George W. Bush at an NCAA college basketball game on Dec. 17 in Dallas. A piece in the New Yorker said Bush “is widely considered the worst President of the modern era.” (Brandon Wade/Associated Press)
Barton Swaim is opinions editor for the Weekly Standard.

Barton Swaim is author of “The Speechwriter: A Brief Education in Politics.”

When I was young, my friends and I would support our more improbable factual claims by following them with the words “ask anyone.” One of us would make a preposterous statement, another would say it wasn’t true, and the response would be something like: “Sure it is. Ask anyone.” In time, we would learn that the rules for corroborating assertions were more stringent and that disputable claims required either reasoned argument or reference to a reputable source.

Lately, though, I’ve wondered whether some journalists are relying too much on the “ask anyone” method of citation. Its more sophisticated form appears in a passive-voice clause that includes the word “widely”: “widely believed,” “widely suspected,” “widely thought,” “widely considered,” and so on.

Clearly, there are some beliefs or suspicions that really are shared “widely,” and there is nothing wrong with saying so. When a Telegraph reporter writes that Malaysia Airlines Flight 17 is “widely believed to have been shot down by a surface-to-air missile fired by Russian-backed separatists,” that’s reasonable. The connection can’t be documented with finality, not yet anyhow, but almost everybody believes it.

Just as often, though, that little word “widely” seems designed to appear to do the work of citation or argument without actually doing it. You can sense the author’s thought process: If he writes “U.S.-British relations are thought to be at their most strained in decades,” the obvious question is, “Thought by whom?” But if he inserts a “widely,” the problem somehow goes away. “U.S.-British relations are widely thought to be at their most strained in decades.” Ah, well, if it’s “widely” thought, it’s probably close to the truth.

Consider this passage, from a recent article in the Economist on the trend toward greater college enrollment by women: “Numbers in many of America’s elite private colleges are more evenly balanced. It is widely believed that their opaque admissions criteria are relaxed for men.” Maybe it’s “widely believed” and maybe it isn’t — it depends on what “widely” means — but that allegation is a serious one, and it deserves more support than a casual allusion to what’s “widely believed.”

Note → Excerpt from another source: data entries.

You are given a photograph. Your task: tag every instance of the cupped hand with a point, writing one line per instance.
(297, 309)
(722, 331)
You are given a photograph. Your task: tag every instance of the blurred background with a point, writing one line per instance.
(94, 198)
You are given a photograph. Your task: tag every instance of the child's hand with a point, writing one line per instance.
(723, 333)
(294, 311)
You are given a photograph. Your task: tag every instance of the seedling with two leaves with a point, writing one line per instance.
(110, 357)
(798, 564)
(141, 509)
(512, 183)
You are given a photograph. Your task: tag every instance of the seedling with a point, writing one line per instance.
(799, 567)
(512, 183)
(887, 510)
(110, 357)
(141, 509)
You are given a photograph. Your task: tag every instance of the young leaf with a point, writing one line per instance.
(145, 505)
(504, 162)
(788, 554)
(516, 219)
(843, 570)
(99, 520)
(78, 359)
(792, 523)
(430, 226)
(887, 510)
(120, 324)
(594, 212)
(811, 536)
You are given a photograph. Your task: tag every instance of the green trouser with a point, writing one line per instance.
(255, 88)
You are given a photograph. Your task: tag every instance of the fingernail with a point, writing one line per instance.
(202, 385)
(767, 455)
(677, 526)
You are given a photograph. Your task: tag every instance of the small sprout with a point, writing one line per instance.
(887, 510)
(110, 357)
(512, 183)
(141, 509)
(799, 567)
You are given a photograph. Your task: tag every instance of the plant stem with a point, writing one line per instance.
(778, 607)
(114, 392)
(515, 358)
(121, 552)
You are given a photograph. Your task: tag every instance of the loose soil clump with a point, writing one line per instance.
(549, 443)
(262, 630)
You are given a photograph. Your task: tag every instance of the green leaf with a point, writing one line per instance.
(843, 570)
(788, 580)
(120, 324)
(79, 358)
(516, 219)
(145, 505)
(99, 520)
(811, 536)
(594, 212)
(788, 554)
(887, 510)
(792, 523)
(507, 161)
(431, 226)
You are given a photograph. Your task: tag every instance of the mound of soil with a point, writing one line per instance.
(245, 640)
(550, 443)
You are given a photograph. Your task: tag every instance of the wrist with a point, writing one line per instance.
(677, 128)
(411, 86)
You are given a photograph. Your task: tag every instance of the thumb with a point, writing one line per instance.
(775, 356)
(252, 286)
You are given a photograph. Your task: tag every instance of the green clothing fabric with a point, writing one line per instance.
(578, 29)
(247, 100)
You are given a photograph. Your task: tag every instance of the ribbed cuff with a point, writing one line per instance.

Similarly, an article published on the website of San Francisco’s public media outlet KQED explained some Democratic congressional leaders’ reluctance to support the Iran deal. “It’s widely suspected,” we learn, “that many of these elected leaders have been influenced in part by powerful conservative pro-Israeli lobbying groups like the American Israel Public Affairs Committee, which strongly opposes the agreement.” The passive voice, together with the vague qualifiers “many” and “in part” — “it’s widely suspected” (who suspects it?) that “many” lawmakers were influenced “in part” by lobbyists — allows the writer to make an unsubstantiated opinion sound like unassailable fact.

Sometimes writers attempt to use a “widely” clause to validate an observation but make nonsense of it in the process. From a recent article in the New York Times: “In the early years of the AIDS crisis, it was widely believed that the threat to women via sexual transmission was overblown.” But that belief couldn’t have been very “widely” held if the threat was over-hyped — right? And again, in an otherwise fine piece on British novelist John Cowper Powys in the Telegraph, we read that “his name remains little known, even though he wrote what are widely thought to be at least three other great novels.” If the greatness of those novels is so “widely” appreciated, how can Powys’s name remain little known?

By far the most insidious use of “widely,” however, occurs when the word refers to a manifestly small number of people who nonetheless share the writer’s view. Earlier this year, for instance, a writer for the Los Angeles Times began his column by noting that “it is widely held that the dopiest anti-Obamacare lawsuit is King vs. Burwell.” And an editor at the New Republic observed that Sen. Ted Cruz (R-Tex.) is “widely considered one of the most socially inept candidates.” Maybe both these statements are true and I am irritated by them only because, not sharing the writers’ political views, I am not included in their uses of “widely.” But when the New Yorker, in a highly flattering profile of Secretary of State John Kerry, refers offhandedly to “George W. Bush, who is widely considered the worst President of the modern era,” I am pretty sure that that “widely” does not mean what most of us mean when we use it.

Surely a “widely considered” opinion must be shared by almost everyone who has an opinion on the subject. In any case, most people do not actually believe George W. Bush to have been the worst president of the modern era. Ask anyone.